In sum, we find that all the elements of robbery with rape are present in this case. There was asportation of the jewelry and cash of the victim by means of force and violence on her person, showing the initial animus lucrandi of accused-appellant,27 and then his lecherous intent when he raped his victim. Accordingly, we hold that the court below did not commit any reversible error in ruling that the requisite quantum of evidence for a finding of guilt has been sufficiently met by the prosecution as to call for our affirmance of the judgment of the court a quo.28
However, in addition to the actual and moral damages awarded by the trial court in the amounts of ₱8,500.00 and ₱50,000.00, respectively, another amount of ₱50,000.00 should have also been awarded to the victim Dominga Pikit-pikit for civil indemnity, as it is mandatory upon a conviction of rape. Such indemnity is distinct from moral damages and based on different jural foundations.29
WHEREFORE, the assailed Decision of the Regional Trial Court of Davao City, convicting accused-appellant RAFAEL DIOPITA y GUZMAN of ROBBERY WITH RAPE, sentencing him to reclusion perpetua, and ordering him to pay DOMINGA PIKIT-PIKIT the sums of ₱8,500.00 for actual damages and ₱50,000.00 for moral damages, is AFFIRMED with the MODIFICATION that, in addition, civil indemnity of another ₱50,000.00 is further awarded to her. Costs against accused-appellant.
SO ORDERED.
Mendoza, Quisumbing, Buena, and De Leon, Jr., JJ., concur.
Footnotes
1 Decision penned by Presiding Judge Virginia Hofileña-Europa, RTC-Br. 11, Davao City.
2 TSN, 26 July 1995, p. 11.
3 Id., pp. 15, 21-23.
4 Id., p. 26.
5 Id., pp. 12, 15, 38.
6 Id., pp. 12-13.
7 Id., pp. 39, 44.
8 Id., pp. 13-26.
9 Exh. "C."
10 Id., 31 August 1995, pp. 5-7.
11 Id., pp. 5-6, 8-9, 13, 16, 23.
12 Id., 26 July 1995, pp. 17-18; 31 August 1995, pp. 9-10, 31.

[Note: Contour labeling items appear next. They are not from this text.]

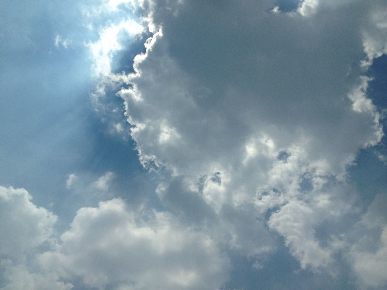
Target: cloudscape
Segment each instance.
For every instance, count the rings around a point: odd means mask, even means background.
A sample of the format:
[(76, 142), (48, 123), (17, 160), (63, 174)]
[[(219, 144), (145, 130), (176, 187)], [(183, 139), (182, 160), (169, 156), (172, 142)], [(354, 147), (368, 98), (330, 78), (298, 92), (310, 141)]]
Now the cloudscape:
[(385, 0), (0, 7), (0, 290), (387, 288)]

13 Id., 26 July 1995, p. 35.
14 Id., 13 January 1997, pp. 4-6.
15 See Note 3, pp. 17-18.
16 In People v. Lopez, G.R. No. 119380, 19 August 1999, 312 SCRA 684, we held that illumination from the moon and even from the stars is fair and sufficient to identify perpetrators of crimes.
17 People v. Castañeda, G.R. No. 114972, 24 January 1996, 252 SCRA 247.
18 People v. Teehankee, Jr., G.R. Nos. 111206-08, 6 October 1995, 249 SCRA 54, 94-96.
19 TSN, 4 March 1997, pp. 2-3.
20 Id., p. 2.
21 People v. Domingo, G.R. No. 104955, 17 August 1999, 312 SCRA 487.
22 People v. Patalin, Jr., G.R. No. 125539, 27 July 1999, 311 SCRA 186.
23 People v. Plasencia, G.R. No. 90198, 7 November 1995, 249 SCRA 674.
24 People v. Mejia, G.R. Nos. 118940-41, and G.R. No. 119407, 7 July 1997, 275 SCRA 127.
25 People v. Accion, G.R. Nos. 122550-51, 11 August 1999, 312 SCRA 250.
26 People v. Ibay, G.R. No. 132690, 10 August 1999, 312 SCRA 153.
27 It does not matter that the stolen properties were never recovered. It has never been the rule in this jurisdiction that such a fact can diminish the guilt of the robber whose complicity in the crime has been established by proof beyond reasonable doubt.
28 Art. 294, par. (1), The Revised Penal Code, provides: "Any person guilty of robbery with the use of violence against or intimidation of persons shall suffer: 1. The penalty of reclusion perpetua to death, when by reason or on occasion of the robbery, the crime of homicide shall have been committed, or when the robbery shall have been accompanied by rape or intentional mutilation or arson x x x x"
29 People v. Ignacio, G.R. No. 114849, 24 August 1998, 294 SCRA 542.